I am trying to use least squares to solve a problem of the form $$ u=-Kv $$ where $u$ and $v$ are $3$-dimensional vectors, and $K$ is a $3\times3$ matrix. I want to estimate $K$, given $u$ and $v$. I have multiple data for $u$ and $v$, setup with the hope that the different data points are sufficiently linearly independent that a unique solution exists.
The way I have proceeded to do this is setup the problem as a traditional least-squares problem $$ Ax=b, $$ where $b$ is now all the data I have for the $3$ elements of $u$, and $A$ has all the data for $v$, and $K$ has been expanded into a vector $x$, where $x = (K_{11}, K_{12}, K_{13}, K_{21},\ldots, K_{33})$.
Due to some physical reasons I want to add an extra constrain. The constrain is that if I break the matrix K into a symmetric and antisymmetric part, $$ K=S+A, $$ then the eigenvalues of $S$ should be positive, or at least $2$ of them be positive. In particular, $S$ will have $3$ eigenvalues, $(\lambda_1,\lambda_2,\lambda_3)$. In my problem $\lambda_1,\lambda_2\gg\lambda_3$, and I would like $\lambda_1,\lambda_2>0$.
The physical reason is that $\lambda_1,\lambda_2$ are representative of diffusivities, and negative diffusivities are usually unjustifiable on physical grounds.
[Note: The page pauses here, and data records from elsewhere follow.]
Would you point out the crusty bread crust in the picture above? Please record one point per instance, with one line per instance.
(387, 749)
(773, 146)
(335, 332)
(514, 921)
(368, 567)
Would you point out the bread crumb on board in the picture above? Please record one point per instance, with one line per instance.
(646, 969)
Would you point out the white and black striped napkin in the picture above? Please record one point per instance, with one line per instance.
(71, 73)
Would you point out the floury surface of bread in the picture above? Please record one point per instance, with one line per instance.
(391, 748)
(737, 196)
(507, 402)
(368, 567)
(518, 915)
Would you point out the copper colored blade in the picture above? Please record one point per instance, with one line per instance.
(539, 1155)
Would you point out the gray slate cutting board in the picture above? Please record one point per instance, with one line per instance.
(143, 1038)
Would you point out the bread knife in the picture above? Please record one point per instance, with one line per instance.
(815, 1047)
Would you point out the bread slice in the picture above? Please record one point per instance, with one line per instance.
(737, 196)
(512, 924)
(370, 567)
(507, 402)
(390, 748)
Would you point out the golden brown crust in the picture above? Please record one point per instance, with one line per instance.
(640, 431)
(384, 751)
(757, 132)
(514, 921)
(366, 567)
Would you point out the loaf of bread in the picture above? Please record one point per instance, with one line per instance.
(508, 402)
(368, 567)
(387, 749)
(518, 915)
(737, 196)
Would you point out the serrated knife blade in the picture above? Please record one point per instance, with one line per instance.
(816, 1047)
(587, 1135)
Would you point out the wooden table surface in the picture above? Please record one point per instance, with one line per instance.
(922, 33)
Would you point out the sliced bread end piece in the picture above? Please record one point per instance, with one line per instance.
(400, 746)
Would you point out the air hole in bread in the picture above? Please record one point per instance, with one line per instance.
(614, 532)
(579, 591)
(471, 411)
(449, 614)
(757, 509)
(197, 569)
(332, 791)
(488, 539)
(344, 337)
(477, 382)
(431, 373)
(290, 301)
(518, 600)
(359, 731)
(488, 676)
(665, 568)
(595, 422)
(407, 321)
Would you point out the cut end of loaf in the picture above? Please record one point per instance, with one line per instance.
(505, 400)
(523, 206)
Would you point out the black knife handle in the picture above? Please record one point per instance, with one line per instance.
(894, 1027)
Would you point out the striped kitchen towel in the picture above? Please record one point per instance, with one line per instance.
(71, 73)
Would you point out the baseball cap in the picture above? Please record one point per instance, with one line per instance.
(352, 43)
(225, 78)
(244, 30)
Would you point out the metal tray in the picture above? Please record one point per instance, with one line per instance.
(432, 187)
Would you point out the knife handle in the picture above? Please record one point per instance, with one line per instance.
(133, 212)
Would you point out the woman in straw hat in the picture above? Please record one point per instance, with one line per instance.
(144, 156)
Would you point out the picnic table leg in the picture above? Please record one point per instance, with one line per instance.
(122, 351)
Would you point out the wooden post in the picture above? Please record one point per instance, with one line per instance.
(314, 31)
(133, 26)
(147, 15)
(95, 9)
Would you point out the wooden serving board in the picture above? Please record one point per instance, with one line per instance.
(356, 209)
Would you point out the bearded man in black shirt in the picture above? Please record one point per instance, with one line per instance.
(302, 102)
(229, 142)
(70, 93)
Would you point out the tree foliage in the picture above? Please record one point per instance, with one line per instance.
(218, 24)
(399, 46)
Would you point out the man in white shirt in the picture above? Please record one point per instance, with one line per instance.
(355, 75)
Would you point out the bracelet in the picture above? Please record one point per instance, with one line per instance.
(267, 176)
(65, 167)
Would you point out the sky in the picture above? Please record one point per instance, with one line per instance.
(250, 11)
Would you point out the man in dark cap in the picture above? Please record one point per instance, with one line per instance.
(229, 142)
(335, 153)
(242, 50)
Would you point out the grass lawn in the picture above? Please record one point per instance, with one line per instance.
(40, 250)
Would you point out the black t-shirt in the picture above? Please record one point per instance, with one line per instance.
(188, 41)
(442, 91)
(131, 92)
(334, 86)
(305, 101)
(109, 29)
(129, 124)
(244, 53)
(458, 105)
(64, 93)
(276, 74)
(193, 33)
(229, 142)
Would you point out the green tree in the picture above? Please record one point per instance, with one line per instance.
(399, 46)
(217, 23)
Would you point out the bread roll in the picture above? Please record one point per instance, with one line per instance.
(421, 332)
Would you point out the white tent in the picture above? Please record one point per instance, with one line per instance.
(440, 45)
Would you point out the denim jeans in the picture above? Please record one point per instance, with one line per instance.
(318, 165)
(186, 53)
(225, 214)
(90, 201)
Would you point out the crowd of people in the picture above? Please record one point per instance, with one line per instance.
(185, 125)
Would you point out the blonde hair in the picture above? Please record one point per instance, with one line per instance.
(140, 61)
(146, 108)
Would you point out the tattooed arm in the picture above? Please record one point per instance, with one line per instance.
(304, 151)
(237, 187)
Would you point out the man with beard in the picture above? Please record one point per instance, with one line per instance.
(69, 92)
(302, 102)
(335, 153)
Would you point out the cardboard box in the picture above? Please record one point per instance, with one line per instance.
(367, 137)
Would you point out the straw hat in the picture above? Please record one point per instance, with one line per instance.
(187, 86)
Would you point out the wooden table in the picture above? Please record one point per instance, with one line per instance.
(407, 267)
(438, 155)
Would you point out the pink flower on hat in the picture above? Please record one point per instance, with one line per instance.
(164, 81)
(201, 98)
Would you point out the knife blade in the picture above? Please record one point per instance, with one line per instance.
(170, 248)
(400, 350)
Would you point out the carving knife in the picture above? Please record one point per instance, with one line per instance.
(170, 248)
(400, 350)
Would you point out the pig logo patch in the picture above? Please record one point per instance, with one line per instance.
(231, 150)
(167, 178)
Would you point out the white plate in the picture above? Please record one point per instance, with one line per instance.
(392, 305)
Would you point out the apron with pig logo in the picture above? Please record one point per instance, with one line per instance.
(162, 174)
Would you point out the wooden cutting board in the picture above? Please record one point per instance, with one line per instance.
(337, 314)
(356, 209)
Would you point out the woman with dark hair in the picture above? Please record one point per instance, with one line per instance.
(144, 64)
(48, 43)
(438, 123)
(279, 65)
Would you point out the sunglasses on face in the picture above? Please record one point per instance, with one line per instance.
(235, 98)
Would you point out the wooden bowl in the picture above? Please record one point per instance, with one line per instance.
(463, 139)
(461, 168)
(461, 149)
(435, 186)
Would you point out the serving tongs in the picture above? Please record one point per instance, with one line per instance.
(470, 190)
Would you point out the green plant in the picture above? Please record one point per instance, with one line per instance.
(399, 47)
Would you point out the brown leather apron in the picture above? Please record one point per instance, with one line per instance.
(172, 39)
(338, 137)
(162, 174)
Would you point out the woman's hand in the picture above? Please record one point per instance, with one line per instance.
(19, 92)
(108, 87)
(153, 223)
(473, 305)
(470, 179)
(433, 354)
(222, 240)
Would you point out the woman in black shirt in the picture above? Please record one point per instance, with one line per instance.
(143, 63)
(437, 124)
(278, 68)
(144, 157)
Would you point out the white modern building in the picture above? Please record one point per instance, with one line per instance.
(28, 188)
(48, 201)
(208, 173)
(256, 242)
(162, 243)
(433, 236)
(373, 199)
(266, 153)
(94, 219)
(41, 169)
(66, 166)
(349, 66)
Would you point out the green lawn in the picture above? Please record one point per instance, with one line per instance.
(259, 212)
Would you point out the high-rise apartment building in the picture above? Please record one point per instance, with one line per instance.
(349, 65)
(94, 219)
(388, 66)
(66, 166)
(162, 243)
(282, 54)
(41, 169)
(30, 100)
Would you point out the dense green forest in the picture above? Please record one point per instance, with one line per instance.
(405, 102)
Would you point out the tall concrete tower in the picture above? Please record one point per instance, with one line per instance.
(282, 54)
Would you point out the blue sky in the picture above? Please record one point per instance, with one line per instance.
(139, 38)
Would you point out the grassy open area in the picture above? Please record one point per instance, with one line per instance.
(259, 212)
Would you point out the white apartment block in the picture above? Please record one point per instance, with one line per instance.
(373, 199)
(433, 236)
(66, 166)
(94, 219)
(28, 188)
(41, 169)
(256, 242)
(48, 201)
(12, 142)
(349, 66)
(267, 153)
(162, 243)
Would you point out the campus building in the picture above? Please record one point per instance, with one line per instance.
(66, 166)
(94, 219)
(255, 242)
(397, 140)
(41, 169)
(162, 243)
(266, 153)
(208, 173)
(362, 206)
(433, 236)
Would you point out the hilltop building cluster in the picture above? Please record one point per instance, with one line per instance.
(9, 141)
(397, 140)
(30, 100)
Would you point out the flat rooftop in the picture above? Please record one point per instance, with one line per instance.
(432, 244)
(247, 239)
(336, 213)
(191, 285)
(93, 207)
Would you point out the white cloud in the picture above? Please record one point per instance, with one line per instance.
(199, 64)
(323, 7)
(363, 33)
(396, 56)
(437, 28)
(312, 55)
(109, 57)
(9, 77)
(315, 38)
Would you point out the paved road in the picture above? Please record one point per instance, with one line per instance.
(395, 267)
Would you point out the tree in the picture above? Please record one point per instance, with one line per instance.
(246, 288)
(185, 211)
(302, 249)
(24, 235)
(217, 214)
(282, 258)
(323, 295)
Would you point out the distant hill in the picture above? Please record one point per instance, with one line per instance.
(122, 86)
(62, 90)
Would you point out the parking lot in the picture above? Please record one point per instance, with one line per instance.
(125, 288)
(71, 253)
In my current solution, where I apply no constrains, the eigenvalues end up being positive almost everywhere (>80% times). I think the places where the values are turning out to be negative are regions where the data in $u$ and $v$ (or $A$ and $b$) is not sufficiently linearly independent (any help on a good metric to check this would also be appreciated).